As automation reshapes labor and AI transforms productivity, the old industrial-age economy will no longer provide stability or dignity for billions of people. The GSCF offers a solution: a global pool of resources dedicated to strengthening societies, supporting citizens, and rewarding nations that uphold democracy and justice. Participation in the Fund will be limited to countries that are functioning democracies and have formally ratified the International Criminal Court, ensuring that its benefits flow only to states committed to accountability and the rule of law.
And here is the key: no leader will be able to deprive their citizens of access to the fund’s benefits, whether healthcare, education, or economic security. To block access in the name of shielding corruption or stymieing justice would be political suicide. People will demand both accountability and access—and that means submission to the ICC will become unavoidable.
In this way, the future expansion of the ICC is tied to the inevitability of the Global Social Capital Fund. Together, they represent the twin pillars of a post-industrial, AI-driven society: justice and shared prosperity.

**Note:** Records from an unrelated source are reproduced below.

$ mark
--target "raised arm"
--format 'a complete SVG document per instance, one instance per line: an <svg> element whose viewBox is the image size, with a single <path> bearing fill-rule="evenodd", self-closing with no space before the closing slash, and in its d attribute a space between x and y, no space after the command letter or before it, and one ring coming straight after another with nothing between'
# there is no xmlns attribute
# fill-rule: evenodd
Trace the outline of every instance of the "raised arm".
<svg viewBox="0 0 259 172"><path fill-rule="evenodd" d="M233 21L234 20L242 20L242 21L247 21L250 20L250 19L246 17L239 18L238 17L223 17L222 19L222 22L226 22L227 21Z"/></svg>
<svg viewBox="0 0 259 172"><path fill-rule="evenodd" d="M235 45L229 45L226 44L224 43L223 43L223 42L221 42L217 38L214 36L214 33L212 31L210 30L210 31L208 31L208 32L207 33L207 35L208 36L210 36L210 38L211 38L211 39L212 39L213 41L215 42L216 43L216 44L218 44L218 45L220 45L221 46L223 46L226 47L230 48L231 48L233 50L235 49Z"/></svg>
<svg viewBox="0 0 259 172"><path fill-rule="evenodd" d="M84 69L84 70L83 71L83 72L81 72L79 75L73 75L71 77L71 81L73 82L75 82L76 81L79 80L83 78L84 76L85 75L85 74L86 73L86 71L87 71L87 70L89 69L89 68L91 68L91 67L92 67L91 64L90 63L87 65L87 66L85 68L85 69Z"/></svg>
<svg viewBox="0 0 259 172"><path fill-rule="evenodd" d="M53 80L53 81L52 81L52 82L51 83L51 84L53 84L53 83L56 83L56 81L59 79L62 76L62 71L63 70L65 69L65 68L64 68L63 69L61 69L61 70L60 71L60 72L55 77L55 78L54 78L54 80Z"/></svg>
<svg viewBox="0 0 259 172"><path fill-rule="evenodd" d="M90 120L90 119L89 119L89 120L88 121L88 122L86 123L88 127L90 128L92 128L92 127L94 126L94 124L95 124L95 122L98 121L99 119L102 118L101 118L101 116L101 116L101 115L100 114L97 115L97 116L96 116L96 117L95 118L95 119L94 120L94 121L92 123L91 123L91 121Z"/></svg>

The real prospect of Putin and Netanyahu ending up behind bars will force their subordinates to pause—either withdraw support or risk sharing prison cells. As support erodes, both regimes will weaken. Power will dissipate, emboldening domestic opposition and the many enemies they created in their pursuit of dominance.
A Clear Warning to the United States
This initiative also serves as a warning to members of the US administration, past and present, who assume they are immune from prosecution. It shows that justice may come faster than expected, and that even past crimes can be revisited.

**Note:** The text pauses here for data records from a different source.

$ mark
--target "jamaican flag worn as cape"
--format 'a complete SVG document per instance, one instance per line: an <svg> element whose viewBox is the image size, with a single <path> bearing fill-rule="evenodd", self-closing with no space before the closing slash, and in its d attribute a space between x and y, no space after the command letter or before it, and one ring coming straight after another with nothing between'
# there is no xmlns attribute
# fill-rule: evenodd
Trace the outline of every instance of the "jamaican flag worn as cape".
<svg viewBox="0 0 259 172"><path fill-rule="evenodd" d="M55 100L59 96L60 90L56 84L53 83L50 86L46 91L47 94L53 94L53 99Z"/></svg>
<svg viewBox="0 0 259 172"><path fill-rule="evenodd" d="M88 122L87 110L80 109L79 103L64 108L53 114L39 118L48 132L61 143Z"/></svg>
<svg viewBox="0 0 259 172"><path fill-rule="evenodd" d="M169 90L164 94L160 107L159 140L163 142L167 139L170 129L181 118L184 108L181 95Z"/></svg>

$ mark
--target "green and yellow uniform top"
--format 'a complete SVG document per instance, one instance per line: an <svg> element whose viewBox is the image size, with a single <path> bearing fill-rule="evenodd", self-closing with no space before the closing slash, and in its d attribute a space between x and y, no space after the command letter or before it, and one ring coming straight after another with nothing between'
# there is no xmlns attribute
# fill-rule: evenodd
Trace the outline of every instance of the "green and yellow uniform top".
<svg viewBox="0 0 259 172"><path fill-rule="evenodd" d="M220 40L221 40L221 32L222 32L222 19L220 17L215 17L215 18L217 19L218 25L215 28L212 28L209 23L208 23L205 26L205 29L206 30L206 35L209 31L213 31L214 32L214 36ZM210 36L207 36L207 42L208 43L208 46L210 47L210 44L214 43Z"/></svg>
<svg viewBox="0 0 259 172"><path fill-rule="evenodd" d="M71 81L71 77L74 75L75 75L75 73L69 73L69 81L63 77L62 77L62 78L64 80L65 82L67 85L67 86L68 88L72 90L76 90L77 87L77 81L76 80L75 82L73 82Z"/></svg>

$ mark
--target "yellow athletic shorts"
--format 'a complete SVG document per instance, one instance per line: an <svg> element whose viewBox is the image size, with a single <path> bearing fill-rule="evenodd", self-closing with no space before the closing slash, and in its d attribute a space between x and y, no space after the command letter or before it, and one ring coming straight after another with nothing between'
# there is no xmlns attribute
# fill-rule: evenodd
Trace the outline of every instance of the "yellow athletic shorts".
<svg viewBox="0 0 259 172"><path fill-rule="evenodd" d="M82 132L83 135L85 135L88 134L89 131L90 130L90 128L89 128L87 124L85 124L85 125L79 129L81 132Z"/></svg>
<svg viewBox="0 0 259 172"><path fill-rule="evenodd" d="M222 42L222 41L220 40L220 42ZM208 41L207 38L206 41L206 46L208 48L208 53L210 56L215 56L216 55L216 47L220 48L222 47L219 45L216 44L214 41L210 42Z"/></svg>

Those who support war crimes—directly or indirectly, including through the supply of weapons—must know they, too, may face accountability.
Feedback and Call to Action
The promise of the ICC can only be fulfilled if people everywhere demand it. That is why Project Open Democracy invites you to make your voice heard:
→ Vote to both Expand the Jurisdiction and Lift all Sanctions on the ICC as part of the Three-step Solution to Ukraine and Palestine
Your feedback matters. By voting, you help shape a future where justice is not selective, where morality triumphs over tribalism, and where the Global Social Capital Fund delivers prosperity without corruption. A future where no one—not presidents, not generals, not oligarchs—is above the law.

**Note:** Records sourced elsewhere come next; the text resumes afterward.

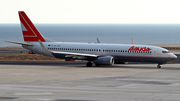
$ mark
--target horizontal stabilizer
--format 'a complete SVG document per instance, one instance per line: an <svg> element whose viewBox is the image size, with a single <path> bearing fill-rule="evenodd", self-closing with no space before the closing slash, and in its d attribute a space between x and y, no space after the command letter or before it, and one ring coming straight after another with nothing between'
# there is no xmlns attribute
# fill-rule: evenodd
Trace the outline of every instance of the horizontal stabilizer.
<svg viewBox="0 0 180 101"><path fill-rule="evenodd" d="M6 41L6 42L15 43L15 44L20 44L20 45L33 46L33 44L29 44L29 43L22 43L22 42L15 42L15 41Z"/></svg>

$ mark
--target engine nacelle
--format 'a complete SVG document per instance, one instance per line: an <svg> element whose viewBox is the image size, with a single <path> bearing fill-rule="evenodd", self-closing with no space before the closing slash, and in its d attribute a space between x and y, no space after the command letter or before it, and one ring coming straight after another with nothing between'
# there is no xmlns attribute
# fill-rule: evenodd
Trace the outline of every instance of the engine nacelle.
<svg viewBox="0 0 180 101"><path fill-rule="evenodd" d="M96 58L96 65L114 65L114 58L111 56L101 56Z"/></svg>

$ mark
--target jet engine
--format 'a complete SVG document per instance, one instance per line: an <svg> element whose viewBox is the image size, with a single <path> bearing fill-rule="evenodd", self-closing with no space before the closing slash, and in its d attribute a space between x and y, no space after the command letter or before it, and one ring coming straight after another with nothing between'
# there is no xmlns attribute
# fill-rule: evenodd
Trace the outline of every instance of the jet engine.
<svg viewBox="0 0 180 101"><path fill-rule="evenodd" d="M114 65L114 58L111 56L101 56L97 57L95 60L95 64L99 65Z"/></svg>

Importantly, your feedback will send an unmistakable message to convicted leaders, their acolytes, and enablers: you are on notice. None of you are beyond accountability—justice is coming, and it will be swift.
That is the new era the Freedom Declaration for Peace calls us to build—an era of justice and dignity for all.
***
Disclaimer on ICC Advocacy
Plain-English Version
Project Open Democracy (PByT) speaks about the International Criminal Court (ICC) only in the context of ideas and debate. We don’t fund, assist, or take part in any ICC cases or investigations. Our role is simply to promote public discussion about how international justice can be strengthened.
Legal Version
Project Open Democracy (PByT) supports the principle of international justice and calls for the expansion of the International Criminal Court (ICC) solely as part of a public policy and educational dialogue. All statements, proposals, and publications are intended for advocacy and debate purposes only.
PByT does not provide, and does not intend to provide, any “material support or resources” as defined under U.S. law, including but not limited to the International Emergency Economic Powers Act (IEEPA), to the ICC, its officials, or any designated persons. PByT does not engage in, facilitate, or fund investigations, prosecutions, or enforcement actions by the ICC. Our activities are limited to public commentary and civic engagement and should not be construed as participation in or support of any specific ICC proceeding.